The A30/303 dualling would have gone through the Blackdown Hills
Instead, an alternative route from Ilminster to Taunton will be upgraded.
Business leaders who backed the A303 plan, called it a "black day for Devon and Cornwall", saying it was crucial to the economic future of the region.
But environmentalists preferred a dualling scheme for the A358 to protect the Blackdown Hills, a designated Area of Outstanding Natural Beauty.
The shorter preferred route will cost about £248m, £90m less than the projected cost of dualling the A303 through the Blackdown Hills.
The Highways Agency will now work up the scheme in detail, but no start date has been set.
Mr Darling made the announcement following months of technical work to assess the impact of improving the A303 or the A358.
He said: "This decision reaffirms the government's commitment to add road capacity where necessary, whilst ensuring that environmental consequences are fully considered and mitigated.

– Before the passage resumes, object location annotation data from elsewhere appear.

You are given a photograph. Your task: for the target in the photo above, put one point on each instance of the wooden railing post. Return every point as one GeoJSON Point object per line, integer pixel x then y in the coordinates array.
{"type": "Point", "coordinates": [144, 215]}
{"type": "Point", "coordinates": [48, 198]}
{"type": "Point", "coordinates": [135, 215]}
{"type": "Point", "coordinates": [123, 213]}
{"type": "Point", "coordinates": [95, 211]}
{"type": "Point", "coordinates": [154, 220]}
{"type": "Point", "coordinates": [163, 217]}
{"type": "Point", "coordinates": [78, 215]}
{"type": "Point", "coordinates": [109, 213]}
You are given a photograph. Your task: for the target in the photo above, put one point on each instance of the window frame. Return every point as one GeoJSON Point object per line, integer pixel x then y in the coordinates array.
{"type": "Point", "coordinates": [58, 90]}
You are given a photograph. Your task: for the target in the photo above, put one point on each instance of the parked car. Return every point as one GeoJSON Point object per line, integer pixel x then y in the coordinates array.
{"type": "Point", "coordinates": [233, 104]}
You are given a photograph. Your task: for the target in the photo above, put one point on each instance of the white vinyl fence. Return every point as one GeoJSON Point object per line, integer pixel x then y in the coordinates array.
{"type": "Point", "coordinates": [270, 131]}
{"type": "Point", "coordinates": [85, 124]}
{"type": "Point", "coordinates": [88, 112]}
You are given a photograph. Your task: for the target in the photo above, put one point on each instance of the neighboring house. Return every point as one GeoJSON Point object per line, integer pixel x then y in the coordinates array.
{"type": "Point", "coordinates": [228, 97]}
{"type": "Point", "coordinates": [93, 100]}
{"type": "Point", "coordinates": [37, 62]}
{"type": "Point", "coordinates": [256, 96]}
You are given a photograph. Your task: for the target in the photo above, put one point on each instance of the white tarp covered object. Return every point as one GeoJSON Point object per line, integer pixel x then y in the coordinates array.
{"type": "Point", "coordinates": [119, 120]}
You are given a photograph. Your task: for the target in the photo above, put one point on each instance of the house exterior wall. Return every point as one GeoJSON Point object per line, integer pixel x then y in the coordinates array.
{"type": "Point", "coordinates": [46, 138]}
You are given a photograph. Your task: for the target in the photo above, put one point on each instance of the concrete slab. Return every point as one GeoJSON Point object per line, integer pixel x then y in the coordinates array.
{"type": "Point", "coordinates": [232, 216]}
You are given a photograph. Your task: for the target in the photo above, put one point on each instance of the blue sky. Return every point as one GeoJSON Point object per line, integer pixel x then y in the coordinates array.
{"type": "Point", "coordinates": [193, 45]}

"Improving the A358 will protect the Blackdown Hill and bring real benefits to the region - reducing journey times for tourist and business traffic heading to and from the South West."
But Devon County Council called the decision "a major blow to the region".
Councillor David Morrish, executive member for the environment, said: "We were reassured a decade ago when the Blackdown Hills were considered for designation as an Area of Outstanding Natural Beauty that this would not affect the planned road dualling.
"However we now find that the same designation has been given as a reason not to progress the scheme."
Tim Jones, of the Devon and Cornwall Business Council, said: "This is a black day for Devon and Cornwall's economy.
"The M5 is already congested and we have desperately lobbied for a second arterial road.
"The new road could have created about 8,000 jobs and at least £200m. That will now be lost.
"We all understand that the environment is precious to us all and good for business, but there has to be a compromise somewhere."
Transport Minister David Jamieson, retorted: "This investment is seriously good news.
"I am just sorry that someone from the West Country business community is talking this down."